La destacada psicóloga y escritora nacional, Pilar Sordo, conversó con Diario El Longino y confesó que le encanta venir a la ciudad, la gratitud de su gente y que se lleva mucho amor de su paso por el norte del país.  

Con su tema ‘Adolecentes del Siglo XXI: Desafíos Educativos’ la destacada psicóloga nacional, Pilar Sordo, se presentó ante más de 400 personas, las cuales estuvieron atentas durante las casi dos horas de su charla, organizada por la Fundación Educacional Collahuasi, en conjunto con la seremi de Educación de Tarapacá. La también escritora oriunda de Temuco, estuvo de paso tres días por la ciudad realizando diferentes actividades. Confiesa que le encanta venir a la ciudad, la gratitud de su gente y que se lleva mucho amor de su paso por el norte del país.    

Una vez finalizado el unipersonal, conversó con Diario El Longino para hacer un análisis de la realidad en la juventud actual, por dónde pasan sus verdaderos problemas en la etapa de desarrollo, entre pares y, de la importancia que tienen las habilidades parentales en el rol del hijo que los padres de este siglo están criando.

-Es difícil ser adolescente en el siglo XXI

“Sí, yo creo que sí. Es más difícil que cuando yo era adolescente. Están más perdidos porque hay menos directrices, hay muchas opciones y súper poca orientación. Tienen exceso de información y el exceso de información sin orientación genera caos. Están muy solos también, cuando digo esto pienso, que yo también estuve sola y conversábamos poco tal vez, pero había una cosa de hecha en casa, que permitía ciertos conocimientos mutuos que hoy día no están, ya sea porque está la tecnología, el papá y la mamá llegan tardísimo al hogar porque tienen jornadas extensas laborales, etc. Siento que es más difícil ser niño en Chile, de hecho así lo dicen los estudios de apego que hay en el país”.

Qué rol juegan las habilidades parentales versus las oportunidades que brinda el Estado

“La responsabilidad está en las habilidades parentales y creo que está también en las oportunidades que los Estados dan para que esos adolescentes tengan oportunidades y puedan cumplir sueños, pero sino se educan los sueños tampoco sirve de nada. No estamos educando para sueños, como bien decía mi amigo Ricarte Soto, educamos gente para trabajar, no para lo que tengan ganas de hacer, ni para que cumplan vocaciones, porque es peligrosa la vocación, va contra el modelo económico. En el fondo estamos educando para tener una buena vida y eso significa tener cosas, está muy ligado al tema de la plata y el desarrollo laboral va por ese camino”.

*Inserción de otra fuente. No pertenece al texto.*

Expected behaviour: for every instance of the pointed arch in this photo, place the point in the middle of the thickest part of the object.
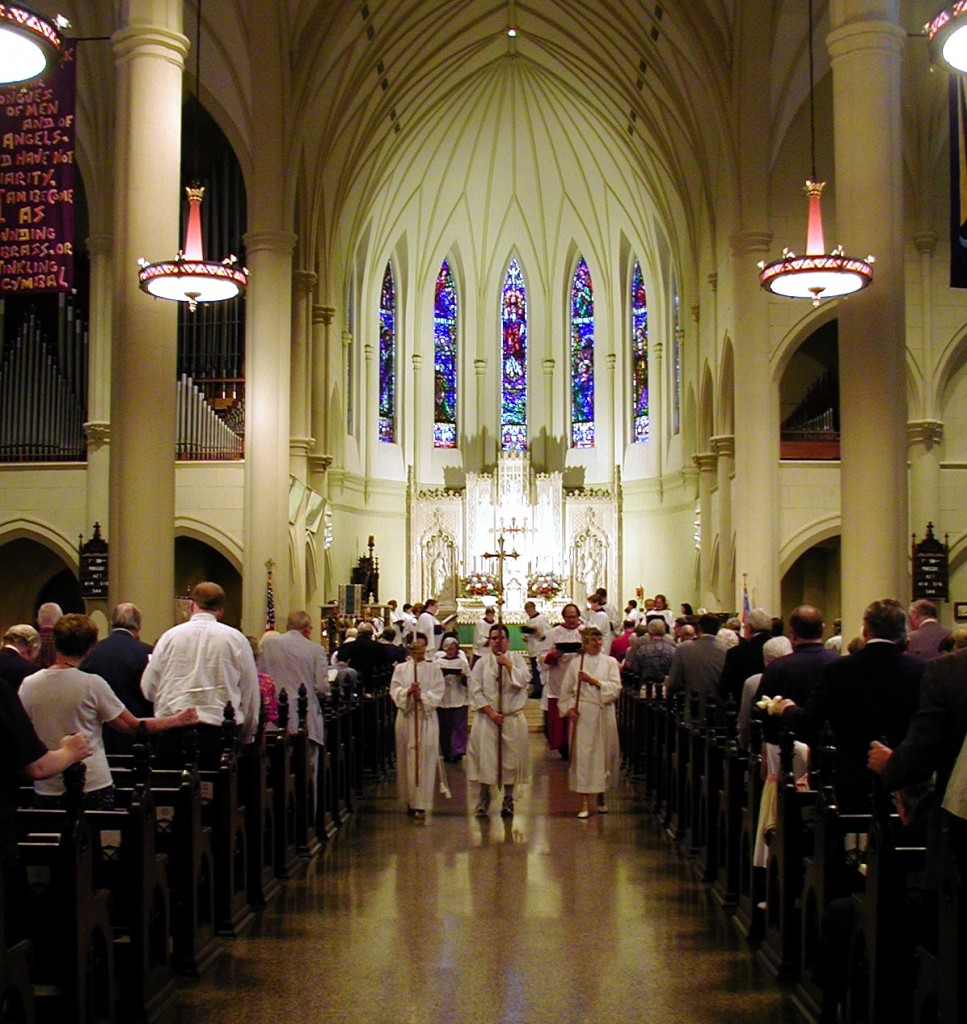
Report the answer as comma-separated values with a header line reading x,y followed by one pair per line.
x,y
445,358
581,354
640,426
513,366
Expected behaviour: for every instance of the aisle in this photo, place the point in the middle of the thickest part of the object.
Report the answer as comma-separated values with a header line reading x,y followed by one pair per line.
x,y
462,920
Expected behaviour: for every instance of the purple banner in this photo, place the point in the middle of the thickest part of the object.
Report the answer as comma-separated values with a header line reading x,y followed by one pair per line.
x,y
37,131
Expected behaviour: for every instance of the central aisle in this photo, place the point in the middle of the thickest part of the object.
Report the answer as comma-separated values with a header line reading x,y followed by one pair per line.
x,y
545,919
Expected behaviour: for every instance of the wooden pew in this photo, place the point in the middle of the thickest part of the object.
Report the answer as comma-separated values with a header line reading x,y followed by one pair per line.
x,y
882,964
749,918
186,841
791,843
940,993
282,780
135,873
731,799
306,840
69,922
256,795
831,872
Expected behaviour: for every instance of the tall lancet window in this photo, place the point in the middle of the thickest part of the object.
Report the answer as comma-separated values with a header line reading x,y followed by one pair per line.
x,y
387,357
582,357
513,382
445,359
639,356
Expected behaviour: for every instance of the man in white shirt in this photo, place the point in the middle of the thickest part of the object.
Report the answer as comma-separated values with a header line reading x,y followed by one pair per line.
x,y
429,626
203,664
293,659
535,630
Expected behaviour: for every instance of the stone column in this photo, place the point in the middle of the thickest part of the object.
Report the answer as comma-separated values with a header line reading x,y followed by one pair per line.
x,y
97,428
867,49
724,446
479,369
266,424
706,463
150,50
755,486
924,438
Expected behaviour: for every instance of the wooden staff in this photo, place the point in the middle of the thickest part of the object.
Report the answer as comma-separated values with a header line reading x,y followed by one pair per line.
x,y
574,726
416,724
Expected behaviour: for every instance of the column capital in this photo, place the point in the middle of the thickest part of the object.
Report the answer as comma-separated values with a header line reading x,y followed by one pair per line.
x,y
925,432
279,243
724,445
750,243
150,41
303,282
97,432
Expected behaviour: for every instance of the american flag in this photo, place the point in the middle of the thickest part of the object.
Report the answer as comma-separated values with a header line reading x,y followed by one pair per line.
x,y
269,605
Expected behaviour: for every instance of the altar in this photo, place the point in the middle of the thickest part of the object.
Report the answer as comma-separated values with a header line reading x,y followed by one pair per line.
x,y
565,541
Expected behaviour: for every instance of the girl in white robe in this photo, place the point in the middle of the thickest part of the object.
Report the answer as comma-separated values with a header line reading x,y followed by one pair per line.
x,y
588,692
417,689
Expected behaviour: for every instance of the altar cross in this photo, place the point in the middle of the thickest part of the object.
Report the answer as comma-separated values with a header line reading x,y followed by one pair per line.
x,y
501,555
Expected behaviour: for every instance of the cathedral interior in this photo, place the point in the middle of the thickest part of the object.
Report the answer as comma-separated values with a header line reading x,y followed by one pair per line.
x,y
502,263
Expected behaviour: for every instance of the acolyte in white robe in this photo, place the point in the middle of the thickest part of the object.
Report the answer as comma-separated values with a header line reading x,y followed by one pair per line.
x,y
595,756
409,713
486,689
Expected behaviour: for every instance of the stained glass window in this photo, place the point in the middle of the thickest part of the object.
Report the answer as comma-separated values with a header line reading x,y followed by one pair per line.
x,y
582,357
639,357
445,359
513,390
387,357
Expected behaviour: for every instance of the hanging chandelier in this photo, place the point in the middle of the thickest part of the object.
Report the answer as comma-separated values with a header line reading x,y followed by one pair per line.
x,y
816,274
30,44
190,278
947,37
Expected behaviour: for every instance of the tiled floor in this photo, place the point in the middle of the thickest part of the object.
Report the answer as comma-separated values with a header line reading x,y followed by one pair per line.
x,y
547,919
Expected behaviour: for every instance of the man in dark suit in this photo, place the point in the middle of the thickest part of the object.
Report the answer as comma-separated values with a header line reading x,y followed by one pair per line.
x,y
794,677
926,632
746,659
697,666
18,654
868,695
121,659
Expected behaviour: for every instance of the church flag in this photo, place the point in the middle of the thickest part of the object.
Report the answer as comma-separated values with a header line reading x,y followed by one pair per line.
x,y
37,136
269,605
958,129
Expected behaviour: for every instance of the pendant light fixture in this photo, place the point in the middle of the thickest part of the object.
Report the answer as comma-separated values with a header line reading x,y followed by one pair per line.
x,y
190,278
30,43
817,274
947,37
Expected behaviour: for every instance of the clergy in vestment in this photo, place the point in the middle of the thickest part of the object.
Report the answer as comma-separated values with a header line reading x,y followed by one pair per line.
x,y
417,689
588,692
499,686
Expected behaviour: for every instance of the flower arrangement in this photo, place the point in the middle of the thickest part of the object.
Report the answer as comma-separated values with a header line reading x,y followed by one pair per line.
x,y
546,585
479,585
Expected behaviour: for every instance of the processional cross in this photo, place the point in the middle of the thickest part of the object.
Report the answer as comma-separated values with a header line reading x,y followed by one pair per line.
x,y
501,555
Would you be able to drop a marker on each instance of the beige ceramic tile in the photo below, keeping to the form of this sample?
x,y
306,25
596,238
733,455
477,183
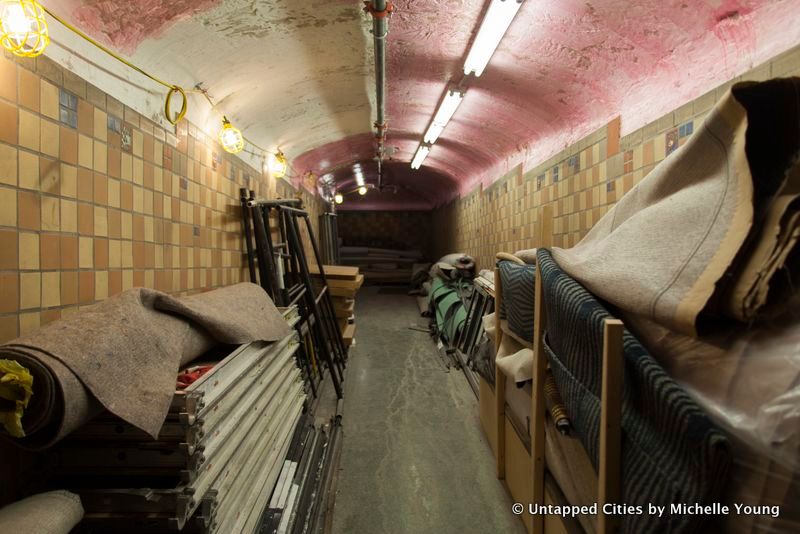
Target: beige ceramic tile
x,y
8,165
8,207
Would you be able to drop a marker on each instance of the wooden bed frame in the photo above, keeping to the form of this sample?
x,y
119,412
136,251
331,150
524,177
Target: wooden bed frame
x,y
511,464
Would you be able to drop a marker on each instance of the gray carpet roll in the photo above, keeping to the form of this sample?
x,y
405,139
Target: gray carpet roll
x,y
54,512
122,354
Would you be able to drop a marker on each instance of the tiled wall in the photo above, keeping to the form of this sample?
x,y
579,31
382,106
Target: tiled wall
x,y
581,183
390,229
96,199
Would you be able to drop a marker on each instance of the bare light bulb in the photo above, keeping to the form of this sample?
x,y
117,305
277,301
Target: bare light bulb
x,y
23,27
231,138
278,165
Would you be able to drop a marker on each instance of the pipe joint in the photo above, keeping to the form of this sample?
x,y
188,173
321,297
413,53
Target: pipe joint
x,y
369,7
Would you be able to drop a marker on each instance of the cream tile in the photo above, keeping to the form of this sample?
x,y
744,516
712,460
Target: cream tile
x,y
100,157
51,289
51,214
126,254
113,193
8,165
138,171
8,207
48,95
126,169
100,125
101,285
29,322
69,181
138,143
69,216
28,251
50,138
127,225
28,170
29,130
114,254
127,280
100,221
85,156
86,253
30,291
138,199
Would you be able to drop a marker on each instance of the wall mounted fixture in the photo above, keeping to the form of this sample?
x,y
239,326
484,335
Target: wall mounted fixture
x,y
419,157
278,164
23,27
443,115
230,137
494,25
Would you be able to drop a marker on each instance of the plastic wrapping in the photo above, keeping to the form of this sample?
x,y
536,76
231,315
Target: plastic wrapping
x,y
748,381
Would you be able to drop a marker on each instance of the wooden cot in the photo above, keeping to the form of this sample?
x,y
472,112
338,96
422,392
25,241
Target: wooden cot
x,y
524,472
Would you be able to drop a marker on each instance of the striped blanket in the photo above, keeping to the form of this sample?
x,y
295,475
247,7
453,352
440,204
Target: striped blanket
x,y
516,306
671,452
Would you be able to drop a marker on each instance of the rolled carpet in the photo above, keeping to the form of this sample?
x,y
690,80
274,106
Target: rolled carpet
x,y
54,512
123,354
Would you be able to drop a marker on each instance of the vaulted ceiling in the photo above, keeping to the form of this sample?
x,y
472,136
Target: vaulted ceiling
x,y
300,75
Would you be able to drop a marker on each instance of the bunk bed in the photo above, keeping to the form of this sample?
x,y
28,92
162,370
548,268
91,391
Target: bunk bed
x,y
718,407
587,466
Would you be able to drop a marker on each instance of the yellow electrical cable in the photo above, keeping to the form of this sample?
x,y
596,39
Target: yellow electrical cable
x,y
173,89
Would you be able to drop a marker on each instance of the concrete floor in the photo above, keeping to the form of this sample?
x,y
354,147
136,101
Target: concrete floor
x,y
414,457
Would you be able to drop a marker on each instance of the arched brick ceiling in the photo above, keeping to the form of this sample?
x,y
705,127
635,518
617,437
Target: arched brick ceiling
x,y
299,75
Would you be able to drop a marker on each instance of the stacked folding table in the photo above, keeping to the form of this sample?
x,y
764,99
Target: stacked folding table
x,y
216,460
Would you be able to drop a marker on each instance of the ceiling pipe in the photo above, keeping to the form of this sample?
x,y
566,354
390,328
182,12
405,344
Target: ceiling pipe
x,y
380,11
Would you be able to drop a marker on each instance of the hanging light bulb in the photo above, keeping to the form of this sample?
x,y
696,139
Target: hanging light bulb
x,y
230,137
278,164
23,27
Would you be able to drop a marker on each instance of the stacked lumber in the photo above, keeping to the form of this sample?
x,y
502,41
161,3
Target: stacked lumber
x,y
217,457
381,265
343,285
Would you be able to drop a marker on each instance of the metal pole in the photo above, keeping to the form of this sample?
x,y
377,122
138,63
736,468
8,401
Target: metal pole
x,y
248,238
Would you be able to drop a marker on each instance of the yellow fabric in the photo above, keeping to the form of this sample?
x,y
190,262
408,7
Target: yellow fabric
x,y
16,386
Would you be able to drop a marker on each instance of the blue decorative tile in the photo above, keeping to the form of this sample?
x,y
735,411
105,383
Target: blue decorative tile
x,y
114,124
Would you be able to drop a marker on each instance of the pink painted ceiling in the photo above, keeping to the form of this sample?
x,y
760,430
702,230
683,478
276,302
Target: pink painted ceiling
x,y
299,74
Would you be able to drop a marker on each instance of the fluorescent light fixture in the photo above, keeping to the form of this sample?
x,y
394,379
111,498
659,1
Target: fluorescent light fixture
x,y
419,157
443,115
497,20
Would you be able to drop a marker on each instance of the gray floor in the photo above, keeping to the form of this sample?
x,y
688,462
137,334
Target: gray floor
x,y
414,458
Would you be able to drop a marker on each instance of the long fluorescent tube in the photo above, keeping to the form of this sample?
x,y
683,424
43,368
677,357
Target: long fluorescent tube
x,y
497,20
445,112
419,157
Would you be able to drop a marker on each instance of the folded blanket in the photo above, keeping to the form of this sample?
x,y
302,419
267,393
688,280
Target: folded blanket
x,y
516,306
671,452
122,354
718,218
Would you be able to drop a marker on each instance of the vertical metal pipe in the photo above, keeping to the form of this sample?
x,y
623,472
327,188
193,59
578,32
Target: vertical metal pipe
x,y
380,29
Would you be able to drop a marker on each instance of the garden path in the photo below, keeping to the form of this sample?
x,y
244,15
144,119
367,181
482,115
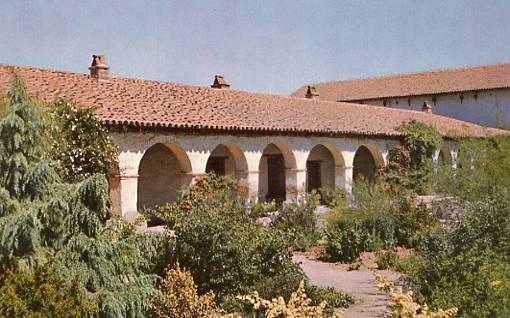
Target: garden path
x,y
361,284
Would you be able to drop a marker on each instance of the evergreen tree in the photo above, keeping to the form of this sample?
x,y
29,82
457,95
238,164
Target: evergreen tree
x,y
46,220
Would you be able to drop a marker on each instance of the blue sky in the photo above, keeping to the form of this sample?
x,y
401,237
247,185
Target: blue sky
x,y
265,46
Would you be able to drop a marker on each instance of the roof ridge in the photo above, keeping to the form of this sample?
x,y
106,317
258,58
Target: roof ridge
x,y
122,78
432,71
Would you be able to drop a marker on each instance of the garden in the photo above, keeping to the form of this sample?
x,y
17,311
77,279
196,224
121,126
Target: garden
x,y
63,253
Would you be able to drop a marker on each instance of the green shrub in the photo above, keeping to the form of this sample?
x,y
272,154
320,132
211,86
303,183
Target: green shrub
x,y
263,209
48,220
224,251
412,221
386,259
80,144
346,239
298,219
475,281
42,294
410,167
367,225
333,298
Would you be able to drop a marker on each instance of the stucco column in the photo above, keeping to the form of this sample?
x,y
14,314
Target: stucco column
x,y
340,180
198,160
348,179
252,176
129,196
128,184
295,183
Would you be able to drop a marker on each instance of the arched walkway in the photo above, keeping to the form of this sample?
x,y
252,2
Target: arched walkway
x,y
320,168
163,171
276,173
114,189
227,160
366,162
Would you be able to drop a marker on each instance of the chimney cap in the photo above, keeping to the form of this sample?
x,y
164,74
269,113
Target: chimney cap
x,y
99,68
311,92
219,82
426,108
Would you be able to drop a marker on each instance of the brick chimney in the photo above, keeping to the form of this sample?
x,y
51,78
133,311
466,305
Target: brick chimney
x,y
426,108
311,92
219,82
99,69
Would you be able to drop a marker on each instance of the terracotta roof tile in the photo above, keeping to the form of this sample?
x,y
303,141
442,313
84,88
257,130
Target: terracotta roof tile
x,y
414,84
156,104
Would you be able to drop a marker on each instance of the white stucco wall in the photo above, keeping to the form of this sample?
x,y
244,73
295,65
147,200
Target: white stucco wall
x,y
490,108
194,150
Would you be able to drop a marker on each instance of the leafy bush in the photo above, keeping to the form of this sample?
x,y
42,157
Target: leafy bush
x,y
299,220
334,299
378,219
263,209
386,259
475,281
223,250
401,304
299,305
80,144
45,220
42,294
467,264
411,167
367,225
180,298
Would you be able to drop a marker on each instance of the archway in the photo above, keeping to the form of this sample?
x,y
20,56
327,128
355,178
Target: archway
x,y
275,172
320,169
163,171
366,162
114,189
227,160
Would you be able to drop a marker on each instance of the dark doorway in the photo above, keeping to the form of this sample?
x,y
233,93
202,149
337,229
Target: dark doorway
x,y
275,178
216,165
313,175
365,165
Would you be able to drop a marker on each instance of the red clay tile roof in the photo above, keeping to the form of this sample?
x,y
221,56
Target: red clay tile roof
x,y
414,84
142,103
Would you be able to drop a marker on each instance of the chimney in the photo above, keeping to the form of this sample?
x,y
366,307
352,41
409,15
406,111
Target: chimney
x,y
311,92
219,82
99,69
426,108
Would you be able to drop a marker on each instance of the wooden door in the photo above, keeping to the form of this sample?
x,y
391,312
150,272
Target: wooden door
x,y
313,175
275,178
216,165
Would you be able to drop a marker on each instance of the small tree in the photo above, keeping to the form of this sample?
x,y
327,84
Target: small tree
x,y
45,219
411,167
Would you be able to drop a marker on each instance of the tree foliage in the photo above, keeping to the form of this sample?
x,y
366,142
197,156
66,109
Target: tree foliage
x,y
42,294
45,219
411,166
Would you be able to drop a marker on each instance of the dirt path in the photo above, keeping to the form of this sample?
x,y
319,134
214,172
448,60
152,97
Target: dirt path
x,y
361,284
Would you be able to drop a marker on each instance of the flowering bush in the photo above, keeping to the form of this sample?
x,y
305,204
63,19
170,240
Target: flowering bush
x,y
402,305
410,166
298,306
81,145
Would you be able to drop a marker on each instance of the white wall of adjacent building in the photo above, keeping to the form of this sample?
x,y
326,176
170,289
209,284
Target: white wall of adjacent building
x,y
155,167
490,108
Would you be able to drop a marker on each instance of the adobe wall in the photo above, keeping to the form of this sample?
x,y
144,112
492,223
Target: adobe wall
x,y
191,153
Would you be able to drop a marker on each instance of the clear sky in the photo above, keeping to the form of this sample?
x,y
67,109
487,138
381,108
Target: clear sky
x,y
271,46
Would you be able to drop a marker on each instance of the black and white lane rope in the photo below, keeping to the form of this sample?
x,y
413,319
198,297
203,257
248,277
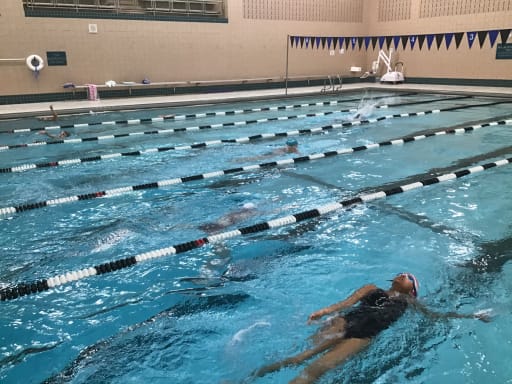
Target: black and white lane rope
x,y
241,140
160,119
186,179
28,288
222,125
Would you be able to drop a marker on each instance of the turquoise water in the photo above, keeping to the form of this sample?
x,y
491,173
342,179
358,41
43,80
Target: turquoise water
x,y
215,314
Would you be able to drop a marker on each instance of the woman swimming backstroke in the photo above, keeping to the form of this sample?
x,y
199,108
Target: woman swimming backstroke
x,y
347,333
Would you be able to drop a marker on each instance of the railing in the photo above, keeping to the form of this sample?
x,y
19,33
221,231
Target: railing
x,y
210,8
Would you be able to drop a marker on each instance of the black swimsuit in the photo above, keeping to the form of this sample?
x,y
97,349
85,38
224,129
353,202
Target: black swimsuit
x,y
376,312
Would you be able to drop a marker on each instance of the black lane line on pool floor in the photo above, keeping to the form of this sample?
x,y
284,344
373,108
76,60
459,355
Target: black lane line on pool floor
x,y
217,126
171,117
27,288
272,164
241,140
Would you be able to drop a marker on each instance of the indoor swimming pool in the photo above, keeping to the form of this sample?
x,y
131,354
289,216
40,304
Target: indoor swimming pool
x,y
184,245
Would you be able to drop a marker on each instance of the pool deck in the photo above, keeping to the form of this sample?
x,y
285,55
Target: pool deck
x,y
80,106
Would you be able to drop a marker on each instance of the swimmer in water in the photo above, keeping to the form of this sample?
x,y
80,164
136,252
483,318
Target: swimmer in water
x,y
348,333
290,147
53,117
61,135
248,210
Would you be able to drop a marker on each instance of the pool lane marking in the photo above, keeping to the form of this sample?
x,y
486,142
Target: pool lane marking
x,y
294,160
210,126
27,288
241,140
211,114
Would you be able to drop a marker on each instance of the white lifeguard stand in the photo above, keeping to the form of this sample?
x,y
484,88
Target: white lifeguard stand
x,y
391,76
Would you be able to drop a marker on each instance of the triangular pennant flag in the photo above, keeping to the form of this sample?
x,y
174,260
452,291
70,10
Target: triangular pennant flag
x,y
317,39
493,35
439,39
389,39
471,38
404,41
482,35
421,39
396,41
374,41
360,42
412,41
430,40
458,39
448,39
504,33
367,40
382,39
340,40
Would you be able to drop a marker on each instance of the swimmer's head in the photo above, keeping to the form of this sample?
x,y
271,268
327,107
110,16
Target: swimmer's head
x,y
249,206
408,283
292,142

-Habría que darle un tirón de orejas a los padres en este sentido

“Sí. Sabes lo que me pasa, siento que los padres no se dan cuenta. Quizás el único aporte que siento que entregué en esta charla, fue elevar un poco más el nivel de conciencia. Porque creo que de verdad no hacen el ejercicio de mirarse desde afuera y decir, la estoy cagando. Llevo una semana y no he conversado con mi hijo, salimos de vacaciones y tampoco conversamos, porque cada uno está con su celular. Además en Chile, siempre nos ha costado comunicarnos, nos somos un país conversador ni muy expresivo. La tecnología nos quedó el descueve, muy cómoda y con eso se desvirtuaron un montón de ritos comunicacionales. Se tiene que dar el ritual de la mesa, el valor que tiene la mesa en relación a la bandeja, es un ritual, es un ritual de tribu que es ancestral y que es pos de la modernidad todos esos rituales se han ido dejando de lado. Cuando salió el microonda y la lavadora en ese momento se pensaba que íbamos a tener más tiempo para dedicarle a los hijos, pero mentira, no sirvió de nada y de ahí nace mi cuestionamiento: Qué es desarrollo”.

-De qué manera los adolescentes pueden mejorar su relación entre pares

“Para eso hay que crear ritos de encuentro. Los padres tienen que invitar a los amigos a las casas y generarle alguna actividad, para que ellos –los padres-, conozcan a los amigos y esos amigos a lo mejor se queden a dormir en la casa. Que haya una interrelación que genere la capacidad de aprender generosidad, tolerancia a la frustración, paciencia. La posibilidad de discrepar, pero discrepar desde el amor, la capacidad de aceptación. Eso también se educa en casa, las relaciones sociales dentro delos cursos son una consecuencia de la disarmonía que hay dentro de la familia, el cómo yo me relaciono con mi hermano, va a determinar de alguna manera, el cómo me relaciono con un compañero que tengo en el pupitre de al lado”.

 La psicóloga y escritora nacional Pilar Sordo, poso en exclusiva para el lente de Diario El Longino.